Las Navidades en el pasado en Saltillo
Esta temporada trae siempre consigo el recuerdo de Navidades pasadas, sobre todo de aquellas cuando éramos niños, hace ya muchos años, y nuestra ciudad era otra. Pequeño, con un comercio proporcionado al número de habitantes y establecido en las calles del primer cuadro, el Saltillo de ayer debe quedar registrado en las crónicas de hoy. No había entonces tiendas de autoservicio ni centros comerciales. Las tiendas eran, dirían ahora, especializadas: unas vendían ropa; otras, zapatos y otras libros; había las de telas, las de estambres y las de café en grano, molido y de diferentes variedades, y las que vendían música en discos de acetato; otras eran papelerías, ferreterías, mueblerías y las de materiales para construcción. Las de alimentos vendían latas, vinos y ultramarinos, porque la harina, los granos, las sopas, los dulces y lo que se consumía a diario se vendía en las tiendas de la esquina del barrio, las fruterías, las carnicerías y las panaderías. La PH (Proveedora del Hogar) vendía loza, cristalería y regalos. En el Mercado Juárez había fruterías y carnicerías y otras vendían canastas, jaulas para pájaros, piñatas y cosas por el estilo.
Una de las tiendas más completas era la Ferretería Sieber, que todavía hoy vende ollas y demás enseres para la cocina, además de todas las cosas de ferretería y algunos materiales para construcción. En épocas navideñas, la Sieber se convertía en un paraíso infantil, era la tienda que vendía más juguetes en la ciudad, si no es que la única, y sus aparadores exhibían todo lo que entonces los niños y las niñas podían desear: muñecas, trastecitos, patines, bicicletas y la gran atracción: un trenecito eléctrico compuesto de máquina, carros y kabús, que daba interminables vueltas sobre su vía ovalada; junto a la vía, una estación y a lo largo de ella varios postes de señalización encendían su luz roja cuando iba a pasar el tren. Como todos vivíamos en el centro, íbamos todos los días a ver el aparador de la ferretería para escoger el juguete que pediríamos al Niño Dios para la Navidad. Santa Claus no había ingresado todavía en aquel pequeño mundo que era Saltillo. Saltillo no era visitado por los Reyes de Oriente. Casi todas las demás tiendas exhibían en sus aparadores nacimientos con figuras de barro y competían entre ellas para poner el más lucidor.
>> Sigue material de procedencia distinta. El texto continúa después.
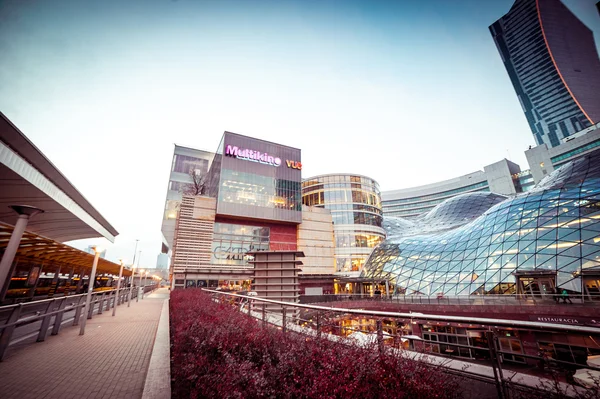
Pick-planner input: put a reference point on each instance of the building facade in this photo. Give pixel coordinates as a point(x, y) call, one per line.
point(543, 160)
point(355, 205)
point(189, 166)
point(483, 243)
point(252, 202)
point(552, 62)
point(503, 177)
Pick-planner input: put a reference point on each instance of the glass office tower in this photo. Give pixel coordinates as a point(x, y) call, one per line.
point(552, 62)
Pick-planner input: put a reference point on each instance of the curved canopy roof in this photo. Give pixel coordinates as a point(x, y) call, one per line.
point(27, 177)
point(38, 250)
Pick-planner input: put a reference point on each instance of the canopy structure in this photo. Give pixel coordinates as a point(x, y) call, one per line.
point(51, 255)
point(27, 177)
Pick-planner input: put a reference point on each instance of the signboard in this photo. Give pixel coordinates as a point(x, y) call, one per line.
point(252, 155)
point(574, 321)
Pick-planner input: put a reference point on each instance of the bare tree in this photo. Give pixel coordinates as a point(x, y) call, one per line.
point(198, 184)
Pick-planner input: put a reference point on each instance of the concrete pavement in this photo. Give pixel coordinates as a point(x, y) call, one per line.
point(111, 360)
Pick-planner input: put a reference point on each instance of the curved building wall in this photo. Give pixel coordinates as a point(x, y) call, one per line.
point(552, 62)
point(355, 205)
point(481, 243)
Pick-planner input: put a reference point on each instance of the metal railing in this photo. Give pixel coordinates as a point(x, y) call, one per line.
point(26, 320)
point(322, 321)
point(512, 300)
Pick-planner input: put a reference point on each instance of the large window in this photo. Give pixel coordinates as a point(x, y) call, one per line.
point(232, 241)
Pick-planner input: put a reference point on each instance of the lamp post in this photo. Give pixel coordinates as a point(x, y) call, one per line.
point(88, 298)
point(131, 280)
point(144, 289)
point(132, 274)
point(138, 297)
point(118, 288)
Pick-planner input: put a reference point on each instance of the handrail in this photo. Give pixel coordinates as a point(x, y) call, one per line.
point(497, 355)
point(421, 316)
point(46, 309)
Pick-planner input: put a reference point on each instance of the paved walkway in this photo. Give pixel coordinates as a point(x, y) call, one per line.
point(110, 361)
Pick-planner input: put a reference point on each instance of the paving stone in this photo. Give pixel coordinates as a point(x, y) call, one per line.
point(110, 360)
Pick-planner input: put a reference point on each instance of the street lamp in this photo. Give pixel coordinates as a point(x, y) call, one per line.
point(88, 298)
point(118, 288)
point(131, 280)
point(145, 277)
point(137, 299)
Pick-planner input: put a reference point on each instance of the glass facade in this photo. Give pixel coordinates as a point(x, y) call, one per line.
point(232, 241)
point(550, 56)
point(355, 205)
point(414, 206)
point(256, 179)
point(185, 161)
point(532, 243)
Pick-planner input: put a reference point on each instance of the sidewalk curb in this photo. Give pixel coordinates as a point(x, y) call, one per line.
point(158, 378)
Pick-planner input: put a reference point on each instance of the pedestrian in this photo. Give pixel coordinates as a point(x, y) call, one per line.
point(565, 296)
point(555, 295)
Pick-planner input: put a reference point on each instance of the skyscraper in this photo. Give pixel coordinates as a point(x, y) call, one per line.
point(551, 59)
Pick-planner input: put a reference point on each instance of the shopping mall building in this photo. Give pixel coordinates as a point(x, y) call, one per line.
point(248, 198)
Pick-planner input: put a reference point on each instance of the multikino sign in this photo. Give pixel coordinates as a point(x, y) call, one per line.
point(251, 155)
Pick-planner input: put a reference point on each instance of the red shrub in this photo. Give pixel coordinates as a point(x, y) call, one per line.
point(219, 352)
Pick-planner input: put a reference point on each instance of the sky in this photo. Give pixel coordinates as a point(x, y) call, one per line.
point(405, 92)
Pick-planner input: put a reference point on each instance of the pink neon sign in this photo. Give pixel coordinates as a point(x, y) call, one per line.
point(251, 155)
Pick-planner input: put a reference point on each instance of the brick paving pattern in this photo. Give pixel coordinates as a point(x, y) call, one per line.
point(110, 361)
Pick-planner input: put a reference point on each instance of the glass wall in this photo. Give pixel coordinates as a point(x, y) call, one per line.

Una bella costumbre del comercio, perdida para siempre, era que una noche de diciembre, en los aparadores de los negocios más grandes se montaban cuadros plásticos vivientes, representando escenas relativas a la Navidad, desde la Anunciación, la huida a Egipto, el portal de Belén con María, José, el Niño, el ángel, los reyes magos y algunos pastores, de los que alguno cargaba un pequeño borreguito de verdad, y los cuadros llegaban hasta la presentación del Niño en el Templo. Como los personajes eran reales, casi siempre, el bebé que era el Niño Jesús lloraba y pataleaba, lo mismo que los borregos balaban y querían escaparse para regocijo de todos. Entonces se corría una cortina y los personajes descansaban, el niño comía, el borrego también y todo volvía a la calma. Aquellas noches, Saltillo entero se volcaba a las calles para visitar aquellos aparadores y “vivir” las escenas evangélicas del Nacimiento, basadas especialmente en la narración de Juan el Evangelista.
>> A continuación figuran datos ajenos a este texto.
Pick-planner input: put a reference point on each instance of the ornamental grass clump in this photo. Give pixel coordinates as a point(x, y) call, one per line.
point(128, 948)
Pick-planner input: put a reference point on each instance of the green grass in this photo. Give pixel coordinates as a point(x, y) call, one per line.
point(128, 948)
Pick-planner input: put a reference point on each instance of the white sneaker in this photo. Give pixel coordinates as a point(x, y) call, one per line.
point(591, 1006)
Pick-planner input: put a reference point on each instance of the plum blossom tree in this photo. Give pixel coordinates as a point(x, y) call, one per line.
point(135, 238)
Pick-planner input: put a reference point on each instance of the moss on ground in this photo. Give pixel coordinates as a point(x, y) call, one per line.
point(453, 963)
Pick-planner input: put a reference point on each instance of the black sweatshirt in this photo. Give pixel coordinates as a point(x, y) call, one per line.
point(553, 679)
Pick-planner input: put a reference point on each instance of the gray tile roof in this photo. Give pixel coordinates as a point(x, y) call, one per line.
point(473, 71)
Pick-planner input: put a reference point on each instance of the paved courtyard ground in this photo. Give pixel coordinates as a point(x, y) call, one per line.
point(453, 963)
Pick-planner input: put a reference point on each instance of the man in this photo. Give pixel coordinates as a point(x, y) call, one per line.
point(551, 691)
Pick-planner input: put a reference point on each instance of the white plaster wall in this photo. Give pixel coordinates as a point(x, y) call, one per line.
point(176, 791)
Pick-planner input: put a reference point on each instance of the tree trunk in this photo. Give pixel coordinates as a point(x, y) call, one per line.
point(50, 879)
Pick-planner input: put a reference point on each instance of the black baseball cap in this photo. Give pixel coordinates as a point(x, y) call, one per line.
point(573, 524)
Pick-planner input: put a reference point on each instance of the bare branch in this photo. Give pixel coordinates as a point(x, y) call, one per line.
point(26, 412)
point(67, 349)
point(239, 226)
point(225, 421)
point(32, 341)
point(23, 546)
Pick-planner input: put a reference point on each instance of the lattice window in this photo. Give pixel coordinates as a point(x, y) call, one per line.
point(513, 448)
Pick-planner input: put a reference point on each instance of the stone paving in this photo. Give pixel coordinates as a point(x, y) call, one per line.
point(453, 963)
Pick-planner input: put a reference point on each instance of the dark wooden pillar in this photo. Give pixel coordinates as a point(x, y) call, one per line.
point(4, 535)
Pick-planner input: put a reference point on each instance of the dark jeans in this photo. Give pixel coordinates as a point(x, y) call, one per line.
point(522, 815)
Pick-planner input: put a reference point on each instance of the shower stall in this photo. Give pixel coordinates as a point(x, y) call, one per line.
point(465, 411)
Entonces era otro el espíritu navideño, ahora sólo son las compras, los regalos y la cena de Navidad, sin recordar qué es la Navidad. En muchos hogares, el pino cada vez más cargado y más colorido desplazó el Nacimiento.
Volver al pasado es imposible. Sin embargo, tenemos un año por delante para pensar que más que intercambiar regalos en la Nochebuena, las familias y los amigos debemos recordar el motivo por el que nos reunimos y decirle a cada uno lo mucho que lo queremos y decir todos juntos una oración para que haya días mejores que los que estamos viviendo.